Najpierw śmierć syna, potem żony. Travolta udowadniał przed sądem niewinność
Ponad dekadę temu doszło do tragicznego wypadku. W czasie rodzinnych wakacji aktora na Bahamach zginął jego 16-letni syn. O śmierć chłopaka obwiniono jego rodziców... Mimo że od śmierci Jetta minęło 15 lat, John co roku w dniu jego urodzin udostępnia w mediach społecznościowych poruszające zdjęcie.
Jett Travolta był pierwszym dzieckiem Johna Travolty i Kelly Preston. Chłopiec od początku zmagał się z problemami zdrowotnymi. Najpierw zdiagnozowano u niego autyzm. Terapia ułatwiła mu funkcjonowanie w społeczeństwie. W młodym wieku u syna aktora zdiagnozowano również astmę i zapalenie tętnic.
Dalsza część artykułu pod materiałem wideo
W 2009 r. rodzina wybrała się na wakacje na wyspę Grand Bahama.

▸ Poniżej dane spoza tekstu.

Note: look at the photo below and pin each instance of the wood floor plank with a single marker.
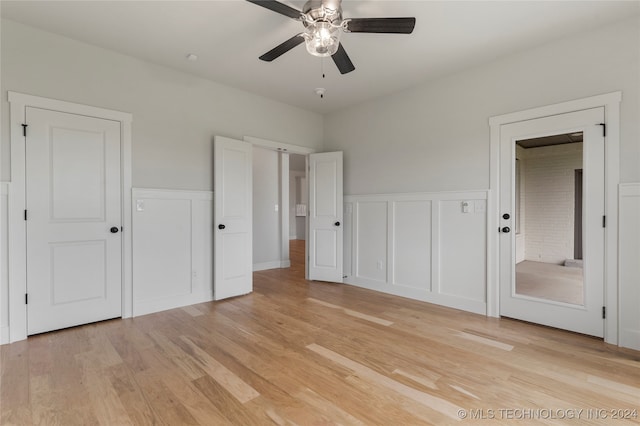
(227, 379)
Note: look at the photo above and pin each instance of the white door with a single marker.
(233, 252)
(73, 220)
(584, 316)
(325, 217)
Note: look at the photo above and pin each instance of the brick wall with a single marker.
(548, 198)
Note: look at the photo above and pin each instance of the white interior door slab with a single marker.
(325, 217)
(233, 216)
(74, 246)
(583, 318)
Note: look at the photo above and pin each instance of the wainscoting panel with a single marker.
(425, 246)
(629, 265)
(411, 244)
(4, 263)
(172, 249)
(371, 240)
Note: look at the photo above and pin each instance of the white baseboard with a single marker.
(145, 307)
(4, 335)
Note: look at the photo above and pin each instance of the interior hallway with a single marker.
(548, 281)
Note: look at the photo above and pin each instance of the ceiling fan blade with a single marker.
(381, 25)
(342, 60)
(278, 7)
(283, 48)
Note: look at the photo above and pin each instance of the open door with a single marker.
(233, 248)
(325, 217)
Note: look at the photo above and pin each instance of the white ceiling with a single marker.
(229, 35)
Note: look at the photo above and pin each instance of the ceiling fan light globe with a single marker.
(322, 39)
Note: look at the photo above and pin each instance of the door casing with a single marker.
(611, 104)
(17, 203)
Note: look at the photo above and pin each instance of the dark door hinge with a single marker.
(604, 129)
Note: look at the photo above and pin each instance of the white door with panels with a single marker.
(325, 217)
(567, 303)
(233, 216)
(73, 202)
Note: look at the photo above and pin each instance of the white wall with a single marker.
(172, 234)
(549, 194)
(175, 115)
(266, 219)
(435, 137)
(421, 246)
(629, 265)
(4, 263)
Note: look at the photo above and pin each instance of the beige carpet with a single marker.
(549, 281)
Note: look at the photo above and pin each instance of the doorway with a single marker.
(298, 207)
(540, 280)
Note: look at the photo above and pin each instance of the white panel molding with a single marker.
(432, 292)
(197, 228)
(629, 269)
(611, 103)
(279, 146)
(4, 262)
(17, 237)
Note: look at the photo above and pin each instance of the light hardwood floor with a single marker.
(310, 353)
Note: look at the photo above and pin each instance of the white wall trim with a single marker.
(199, 229)
(611, 104)
(628, 269)
(17, 237)
(433, 290)
(279, 146)
(5, 203)
(275, 264)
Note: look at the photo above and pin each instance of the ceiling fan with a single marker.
(323, 26)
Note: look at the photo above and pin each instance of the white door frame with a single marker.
(611, 104)
(17, 225)
(285, 148)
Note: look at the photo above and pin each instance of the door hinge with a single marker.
(604, 129)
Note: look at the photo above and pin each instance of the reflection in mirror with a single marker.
(548, 218)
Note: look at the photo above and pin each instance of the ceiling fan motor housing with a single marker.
(322, 10)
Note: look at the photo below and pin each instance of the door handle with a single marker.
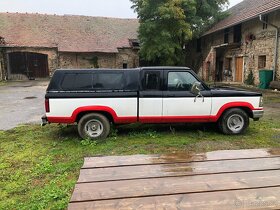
(198, 97)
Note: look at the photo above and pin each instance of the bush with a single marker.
(250, 79)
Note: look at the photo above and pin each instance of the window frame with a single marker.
(178, 91)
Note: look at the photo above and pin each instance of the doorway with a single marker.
(238, 69)
(33, 65)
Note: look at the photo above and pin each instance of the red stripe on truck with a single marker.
(72, 119)
(150, 119)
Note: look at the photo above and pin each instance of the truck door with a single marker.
(179, 103)
(150, 96)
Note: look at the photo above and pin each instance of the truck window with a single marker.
(77, 82)
(109, 81)
(180, 81)
(151, 80)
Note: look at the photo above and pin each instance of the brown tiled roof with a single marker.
(69, 33)
(246, 10)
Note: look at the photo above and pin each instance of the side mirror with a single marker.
(196, 88)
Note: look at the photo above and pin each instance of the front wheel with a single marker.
(234, 121)
(94, 126)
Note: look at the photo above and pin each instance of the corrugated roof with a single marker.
(69, 33)
(246, 10)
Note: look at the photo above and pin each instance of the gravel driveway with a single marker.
(21, 102)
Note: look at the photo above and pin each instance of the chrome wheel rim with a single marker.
(235, 123)
(94, 128)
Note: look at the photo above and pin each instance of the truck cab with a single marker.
(96, 99)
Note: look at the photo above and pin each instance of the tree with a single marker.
(166, 25)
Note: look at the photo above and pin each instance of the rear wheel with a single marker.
(94, 126)
(234, 121)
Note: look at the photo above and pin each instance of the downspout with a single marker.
(276, 45)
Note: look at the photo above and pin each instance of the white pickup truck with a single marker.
(96, 99)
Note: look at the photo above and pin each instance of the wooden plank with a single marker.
(178, 169)
(110, 161)
(178, 185)
(267, 198)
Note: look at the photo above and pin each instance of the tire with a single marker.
(94, 126)
(233, 121)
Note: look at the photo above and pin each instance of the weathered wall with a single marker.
(1, 65)
(71, 60)
(105, 60)
(263, 43)
(128, 56)
(50, 52)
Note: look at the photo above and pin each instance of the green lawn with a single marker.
(40, 165)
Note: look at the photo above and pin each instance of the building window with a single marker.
(226, 35)
(152, 80)
(265, 19)
(180, 81)
(262, 61)
(228, 67)
(237, 34)
(124, 65)
(198, 45)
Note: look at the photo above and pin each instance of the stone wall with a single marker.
(50, 52)
(255, 42)
(71, 60)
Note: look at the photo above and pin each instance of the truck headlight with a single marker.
(261, 102)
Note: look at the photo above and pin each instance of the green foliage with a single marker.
(250, 79)
(166, 25)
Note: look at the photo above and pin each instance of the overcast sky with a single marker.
(105, 8)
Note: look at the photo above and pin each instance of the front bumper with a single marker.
(257, 114)
(44, 120)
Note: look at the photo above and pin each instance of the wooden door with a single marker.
(239, 69)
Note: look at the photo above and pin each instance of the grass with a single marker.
(39, 166)
(3, 83)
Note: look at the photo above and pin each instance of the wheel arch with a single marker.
(106, 111)
(246, 107)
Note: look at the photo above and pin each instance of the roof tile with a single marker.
(246, 10)
(69, 33)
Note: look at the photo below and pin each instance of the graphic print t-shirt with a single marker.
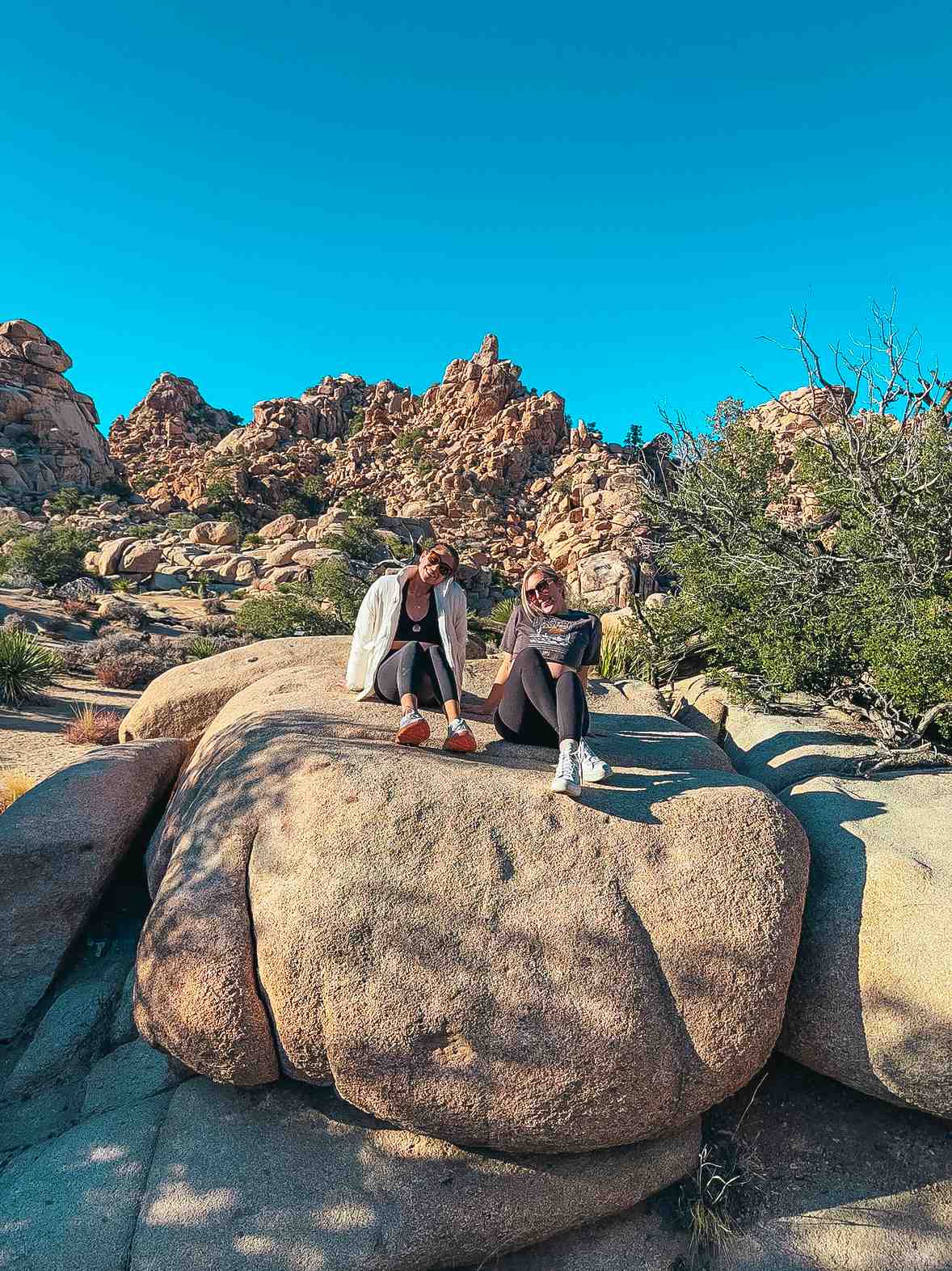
(572, 638)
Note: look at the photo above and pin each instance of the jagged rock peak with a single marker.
(48, 433)
(175, 413)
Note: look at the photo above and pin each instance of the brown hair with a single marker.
(547, 571)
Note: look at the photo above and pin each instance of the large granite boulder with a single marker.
(60, 844)
(294, 1180)
(457, 948)
(182, 706)
(781, 749)
(871, 999)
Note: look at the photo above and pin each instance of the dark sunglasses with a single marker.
(434, 558)
(541, 589)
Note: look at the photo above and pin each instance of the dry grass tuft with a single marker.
(11, 786)
(93, 727)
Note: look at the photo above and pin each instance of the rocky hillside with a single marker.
(491, 464)
(48, 435)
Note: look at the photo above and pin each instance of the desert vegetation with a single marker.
(852, 597)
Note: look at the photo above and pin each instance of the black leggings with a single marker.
(539, 709)
(422, 671)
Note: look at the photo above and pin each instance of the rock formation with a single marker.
(491, 464)
(48, 435)
(163, 441)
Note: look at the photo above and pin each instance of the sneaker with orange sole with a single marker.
(459, 739)
(413, 730)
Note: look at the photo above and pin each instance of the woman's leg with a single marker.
(528, 711)
(441, 673)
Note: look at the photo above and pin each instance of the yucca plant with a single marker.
(503, 611)
(202, 646)
(26, 666)
(11, 786)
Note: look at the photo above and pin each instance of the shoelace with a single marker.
(567, 766)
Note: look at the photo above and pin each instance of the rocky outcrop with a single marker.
(48, 435)
(487, 462)
(163, 442)
(524, 971)
(297, 1181)
(791, 417)
(60, 844)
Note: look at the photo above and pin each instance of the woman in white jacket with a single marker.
(410, 646)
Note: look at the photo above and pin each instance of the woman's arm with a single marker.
(486, 707)
(364, 631)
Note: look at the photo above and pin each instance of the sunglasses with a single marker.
(432, 558)
(539, 590)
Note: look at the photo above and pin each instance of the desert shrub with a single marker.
(53, 555)
(205, 646)
(69, 500)
(503, 610)
(26, 666)
(332, 581)
(91, 726)
(11, 786)
(363, 505)
(357, 539)
(217, 624)
(285, 614)
(854, 602)
(78, 609)
(128, 670)
(112, 644)
(182, 521)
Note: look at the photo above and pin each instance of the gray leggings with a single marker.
(422, 671)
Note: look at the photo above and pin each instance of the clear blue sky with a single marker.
(255, 196)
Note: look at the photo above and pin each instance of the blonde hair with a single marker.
(547, 571)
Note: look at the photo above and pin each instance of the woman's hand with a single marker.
(477, 708)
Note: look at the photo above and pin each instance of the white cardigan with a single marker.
(377, 626)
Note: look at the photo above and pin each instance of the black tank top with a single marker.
(428, 629)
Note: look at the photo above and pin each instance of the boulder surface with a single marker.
(871, 999)
(60, 844)
(457, 948)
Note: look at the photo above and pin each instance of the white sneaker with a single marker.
(568, 773)
(594, 769)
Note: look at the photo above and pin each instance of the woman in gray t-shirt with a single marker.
(538, 698)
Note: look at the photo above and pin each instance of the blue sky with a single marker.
(255, 196)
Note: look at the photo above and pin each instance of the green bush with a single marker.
(285, 614)
(202, 646)
(854, 602)
(363, 505)
(331, 580)
(26, 666)
(53, 555)
(356, 539)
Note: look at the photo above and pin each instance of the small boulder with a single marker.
(60, 844)
(217, 533)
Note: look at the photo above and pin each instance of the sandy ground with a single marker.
(31, 737)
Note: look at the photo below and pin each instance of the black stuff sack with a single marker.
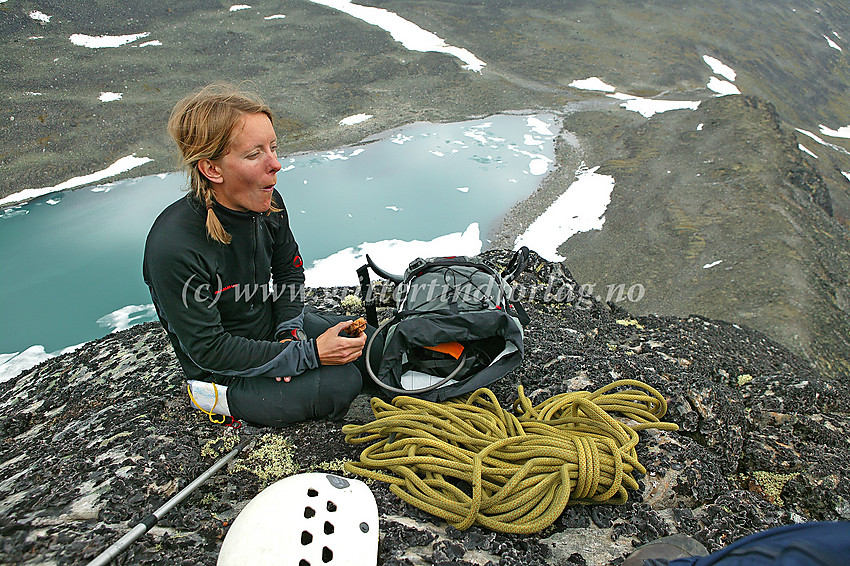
(455, 328)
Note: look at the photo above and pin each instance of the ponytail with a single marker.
(215, 231)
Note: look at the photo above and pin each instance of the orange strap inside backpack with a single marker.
(454, 349)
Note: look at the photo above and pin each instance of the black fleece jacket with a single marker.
(226, 306)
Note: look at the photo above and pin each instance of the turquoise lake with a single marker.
(71, 261)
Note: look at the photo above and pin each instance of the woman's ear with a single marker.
(209, 170)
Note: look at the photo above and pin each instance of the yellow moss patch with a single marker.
(351, 302)
(218, 446)
(270, 460)
(770, 484)
(630, 322)
(744, 379)
(336, 466)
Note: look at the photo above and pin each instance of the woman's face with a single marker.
(247, 173)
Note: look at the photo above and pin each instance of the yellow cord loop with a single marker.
(209, 414)
(469, 461)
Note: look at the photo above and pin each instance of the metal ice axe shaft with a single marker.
(148, 522)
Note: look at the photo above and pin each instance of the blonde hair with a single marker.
(202, 125)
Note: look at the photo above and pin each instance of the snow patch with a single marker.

Beztroski czas został niespodziewanie przerwany przez ogromną tragedię. Jetta znaleziono martwego w łazience. 16-latek uderzył się głową o brzeg wanny podczas ataku epilepsji, co doprowadziło do śmierci.
Ciało nastolatka znalazł dozorca. Mężczyzna natychmiast wezwał pogotowie. Mimo podjęcia akcji reanimacyjnej ratownikom medycznym nie udało się uratować chłopaka. Lekarze z miejscowego szpitala stwierdzili zgon. Powodem nieszczęśliwego wypadku była epilepsja, której ataki Jett miewał regularnie. Ostatni pojawił się na tydzień przed śmiercią.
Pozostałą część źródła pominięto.